Fix NPE when scheduling Sidekiq job and no DB replicas available (!106184) · Merge requests · GitLab.org / GitLab

Matthias Käppler requested to merge 348510-fix-lb-nil-wal into master Dec 06, 2022

What does this MR do and why?

We currently write the Write Ahead Location pointer (WAL) to a Sidekiq job hash when load balancing is enabled. This allows Sidekiq workers to make decisions based on how far replicas are lagging behind the primary.

We query the WAL in web workers in the Sidekiq client middleware. In the case where only reads had occurred through the current database connection, we obtain the WAL from a replica provided by the LB. However, in the case where no replica is available at all, this returns nil, which the middleware never accounted for. This will crash the request.

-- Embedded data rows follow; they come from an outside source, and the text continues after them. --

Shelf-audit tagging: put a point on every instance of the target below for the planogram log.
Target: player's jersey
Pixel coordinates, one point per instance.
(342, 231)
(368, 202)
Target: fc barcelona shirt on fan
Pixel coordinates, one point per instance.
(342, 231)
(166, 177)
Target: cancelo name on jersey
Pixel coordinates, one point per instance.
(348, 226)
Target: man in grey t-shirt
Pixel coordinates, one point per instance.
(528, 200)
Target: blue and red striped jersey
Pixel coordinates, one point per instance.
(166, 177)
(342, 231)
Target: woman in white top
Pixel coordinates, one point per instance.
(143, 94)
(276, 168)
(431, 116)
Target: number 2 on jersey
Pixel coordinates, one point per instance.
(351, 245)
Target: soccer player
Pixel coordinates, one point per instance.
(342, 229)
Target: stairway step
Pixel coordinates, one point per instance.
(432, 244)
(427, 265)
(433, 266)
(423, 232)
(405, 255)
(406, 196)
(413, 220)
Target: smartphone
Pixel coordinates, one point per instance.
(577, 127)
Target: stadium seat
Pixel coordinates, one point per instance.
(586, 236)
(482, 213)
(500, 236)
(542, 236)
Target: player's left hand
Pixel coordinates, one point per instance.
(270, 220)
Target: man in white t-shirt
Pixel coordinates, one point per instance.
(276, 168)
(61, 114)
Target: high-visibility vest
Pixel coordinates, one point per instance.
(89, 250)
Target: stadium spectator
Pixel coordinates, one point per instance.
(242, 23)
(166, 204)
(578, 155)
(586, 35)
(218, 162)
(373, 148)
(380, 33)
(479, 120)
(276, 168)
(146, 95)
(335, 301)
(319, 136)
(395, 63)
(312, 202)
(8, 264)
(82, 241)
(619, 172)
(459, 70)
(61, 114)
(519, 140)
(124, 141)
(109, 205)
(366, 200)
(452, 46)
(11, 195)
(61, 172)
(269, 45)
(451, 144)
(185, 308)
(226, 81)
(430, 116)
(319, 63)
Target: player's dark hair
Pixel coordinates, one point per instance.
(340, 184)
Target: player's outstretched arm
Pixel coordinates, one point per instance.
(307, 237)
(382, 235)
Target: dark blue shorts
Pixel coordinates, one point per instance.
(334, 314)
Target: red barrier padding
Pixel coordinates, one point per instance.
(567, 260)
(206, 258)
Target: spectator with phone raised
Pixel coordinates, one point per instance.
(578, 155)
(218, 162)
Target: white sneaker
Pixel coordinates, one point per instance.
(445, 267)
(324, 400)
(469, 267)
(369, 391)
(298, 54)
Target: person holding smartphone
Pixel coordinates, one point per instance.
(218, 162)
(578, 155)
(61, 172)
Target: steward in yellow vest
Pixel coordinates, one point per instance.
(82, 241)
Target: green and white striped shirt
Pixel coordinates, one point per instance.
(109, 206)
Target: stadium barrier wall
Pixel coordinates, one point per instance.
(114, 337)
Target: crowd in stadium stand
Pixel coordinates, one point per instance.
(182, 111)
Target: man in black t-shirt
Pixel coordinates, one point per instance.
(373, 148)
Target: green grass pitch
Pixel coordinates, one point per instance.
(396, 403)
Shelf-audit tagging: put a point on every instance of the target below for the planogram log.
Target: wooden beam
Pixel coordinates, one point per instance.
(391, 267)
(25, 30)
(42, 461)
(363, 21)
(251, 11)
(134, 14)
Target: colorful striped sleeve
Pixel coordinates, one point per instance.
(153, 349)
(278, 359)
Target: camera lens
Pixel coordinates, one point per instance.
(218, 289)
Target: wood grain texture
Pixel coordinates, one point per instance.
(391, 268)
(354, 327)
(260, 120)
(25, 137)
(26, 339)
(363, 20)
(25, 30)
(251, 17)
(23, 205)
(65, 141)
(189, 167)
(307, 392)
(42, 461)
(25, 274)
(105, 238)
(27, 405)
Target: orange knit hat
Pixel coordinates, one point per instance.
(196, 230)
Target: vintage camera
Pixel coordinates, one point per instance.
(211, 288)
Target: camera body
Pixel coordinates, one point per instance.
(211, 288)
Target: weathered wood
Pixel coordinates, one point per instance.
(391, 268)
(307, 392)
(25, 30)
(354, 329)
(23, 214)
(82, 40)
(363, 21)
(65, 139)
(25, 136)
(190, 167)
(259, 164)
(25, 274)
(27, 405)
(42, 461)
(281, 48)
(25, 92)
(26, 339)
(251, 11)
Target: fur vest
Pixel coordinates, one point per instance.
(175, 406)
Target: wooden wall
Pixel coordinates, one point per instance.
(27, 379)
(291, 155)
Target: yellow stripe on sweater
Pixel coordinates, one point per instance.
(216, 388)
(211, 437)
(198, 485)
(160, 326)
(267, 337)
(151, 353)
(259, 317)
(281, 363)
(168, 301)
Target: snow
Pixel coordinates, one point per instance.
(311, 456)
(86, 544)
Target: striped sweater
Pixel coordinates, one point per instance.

We discussed various approaches to fix this but for now settled on the simplest one because there were open questions as to the semantics and implications of some of the "proper" fixes. See open questions below.

Here we do the simplest thing we could think of that should still provide reliable and correct behavior: fall back to the primary WAL in case no replicas are available.

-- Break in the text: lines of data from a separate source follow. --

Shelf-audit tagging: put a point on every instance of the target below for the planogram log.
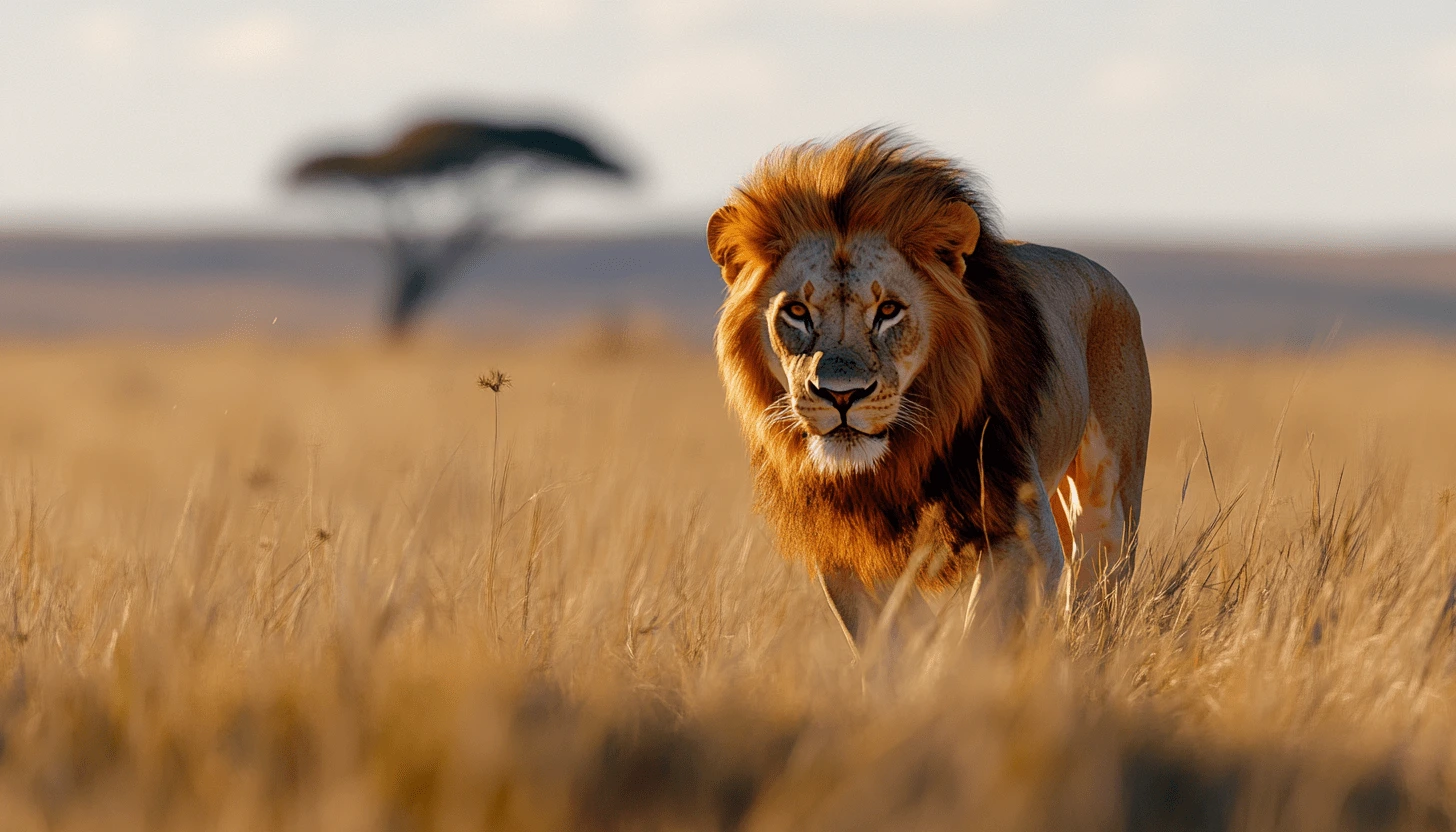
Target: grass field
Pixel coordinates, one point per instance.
(259, 586)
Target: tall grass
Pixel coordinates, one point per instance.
(246, 586)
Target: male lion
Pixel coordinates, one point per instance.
(909, 381)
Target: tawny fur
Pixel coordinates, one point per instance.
(1008, 383)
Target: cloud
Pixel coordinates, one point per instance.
(1132, 82)
(1437, 66)
(542, 15)
(702, 79)
(251, 45)
(108, 37)
(910, 9)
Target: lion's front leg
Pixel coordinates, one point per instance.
(861, 611)
(1024, 568)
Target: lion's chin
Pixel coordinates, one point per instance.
(846, 452)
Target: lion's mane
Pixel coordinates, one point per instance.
(987, 357)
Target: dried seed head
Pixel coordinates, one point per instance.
(495, 381)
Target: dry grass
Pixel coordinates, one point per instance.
(261, 587)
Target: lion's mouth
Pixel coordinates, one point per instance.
(848, 433)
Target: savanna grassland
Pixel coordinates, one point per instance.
(322, 586)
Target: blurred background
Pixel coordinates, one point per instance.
(1258, 174)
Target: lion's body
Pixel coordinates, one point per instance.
(909, 381)
(1097, 402)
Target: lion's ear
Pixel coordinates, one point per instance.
(721, 246)
(963, 228)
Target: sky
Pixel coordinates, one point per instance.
(1327, 121)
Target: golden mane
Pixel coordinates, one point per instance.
(871, 182)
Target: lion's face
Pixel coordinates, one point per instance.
(849, 327)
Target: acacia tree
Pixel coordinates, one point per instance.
(444, 185)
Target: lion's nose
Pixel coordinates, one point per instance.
(843, 399)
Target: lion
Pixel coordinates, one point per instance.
(910, 381)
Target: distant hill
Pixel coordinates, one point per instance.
(66, 284)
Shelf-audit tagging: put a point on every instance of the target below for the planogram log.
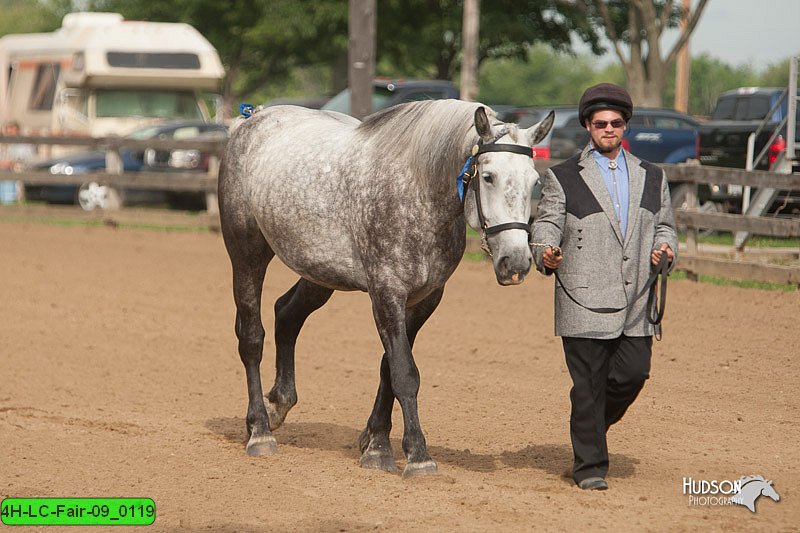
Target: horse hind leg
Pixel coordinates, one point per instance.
(250, 254)
(376, 449)
(291, 311)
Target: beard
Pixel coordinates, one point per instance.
(607, 145)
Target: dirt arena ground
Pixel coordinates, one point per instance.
(120, 378)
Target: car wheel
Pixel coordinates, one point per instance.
(93, 196)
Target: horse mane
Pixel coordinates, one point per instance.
(748, 479)
(432, 137)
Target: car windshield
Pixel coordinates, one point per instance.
(143, 103)
(381, 97)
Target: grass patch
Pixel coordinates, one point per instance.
(726, 239)
(742, 284)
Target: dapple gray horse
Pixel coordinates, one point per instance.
(375, 207)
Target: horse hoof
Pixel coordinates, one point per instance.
(378, 461)
(264, 445)
(274, 417)
(424, 468)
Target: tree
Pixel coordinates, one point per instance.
(545, 78)
(639, 26)
(422, 38)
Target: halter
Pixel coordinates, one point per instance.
(466, 181)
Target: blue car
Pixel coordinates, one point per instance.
(91, 195)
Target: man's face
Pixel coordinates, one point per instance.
(606, 139)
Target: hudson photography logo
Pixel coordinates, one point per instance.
(743, 491)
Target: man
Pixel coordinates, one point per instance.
(608, 219)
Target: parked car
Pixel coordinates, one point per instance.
(388, 92)
(91, 195)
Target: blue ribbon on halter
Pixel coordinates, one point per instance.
(460, 178)
(246, 110)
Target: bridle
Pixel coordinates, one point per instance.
(466, 181)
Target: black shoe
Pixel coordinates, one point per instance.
(593, 483)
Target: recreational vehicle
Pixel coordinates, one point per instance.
(100, 74)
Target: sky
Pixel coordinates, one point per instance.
(744, 32)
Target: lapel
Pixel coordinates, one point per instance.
(636, 174)
(594, 180)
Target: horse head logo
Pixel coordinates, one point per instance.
(752, 488)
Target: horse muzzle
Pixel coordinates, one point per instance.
(512, 269)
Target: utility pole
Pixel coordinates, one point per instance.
(469, 50)
(683, 66)
(361, 56)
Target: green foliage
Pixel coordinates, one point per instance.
(27, 16)
(546, 78)
(422, 38)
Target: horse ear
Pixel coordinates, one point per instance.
(482, 125)
(539, 131)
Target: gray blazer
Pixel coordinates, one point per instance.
(601, 268)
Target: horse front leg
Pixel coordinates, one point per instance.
(376, 449)
(390, 317)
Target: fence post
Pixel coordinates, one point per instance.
(113, 166)
(691, 230)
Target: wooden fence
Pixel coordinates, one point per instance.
(734, 263)
(694, 259)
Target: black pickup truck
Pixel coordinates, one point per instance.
(723, 141)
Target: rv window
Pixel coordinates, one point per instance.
(153, 60)
(44, 88)
(144, 103)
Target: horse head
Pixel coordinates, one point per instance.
(497, 202)
(768, 490)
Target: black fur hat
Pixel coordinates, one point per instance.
(605, 96)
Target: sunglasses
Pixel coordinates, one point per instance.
(601, 124)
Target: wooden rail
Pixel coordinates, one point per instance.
(733, 264)
(694, 260)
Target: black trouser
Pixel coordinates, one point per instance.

This MR also removes the wal_location_source log field introduced in !90252 (merged) since that was complicating this fix. The WAL source was only used for debugging and is also of questionable value now that we split the database into main and CI.

Alternative approaches

The drawback of this fix is that it is more of a band-aid; one could argue that it should be the LB who figures this out for us and just provides us with a proper WAL, whether obtained from the primary or not.

Such a solution was outlined here: #348510 (comment 1189653558)

  def read_connection_write_location
     # When only using the primary there's no need for any WAL queries.
    return if primary_only?
    
    if ::Gitlab::Database::LoadBalancing::Session.current.use_primary?
      read_write do |connection|
        get_write_location(connection)
      end
    else
      read do |connection|
        get_write_location(connection)
      end
    end
  end
end

We found two problems with this:

It changes semantics because we would execute a different query to obtain the WAL for a replica (compare get_write_location on LB with database_replica_location on Host). We are not confident that this would be correct.
The get_write_location method contains a fairly dated environment toggle that switches the query, complicating this solution further. We are not sure whether this should still apply or not but would rather address that in a separate issue/MR.

Open questions

Is it OK to remove wal_location_source? Nope, we added it back.
Could we simplify this further by always reading primary_wal_location? There is evidence that this is what we do anyway 90% of the time:

We decided to revisit this in a follow-up: #385255

Screenshots or screen recordings

Screenshots are required for UI changes, and strongly recommended for all other merge requests.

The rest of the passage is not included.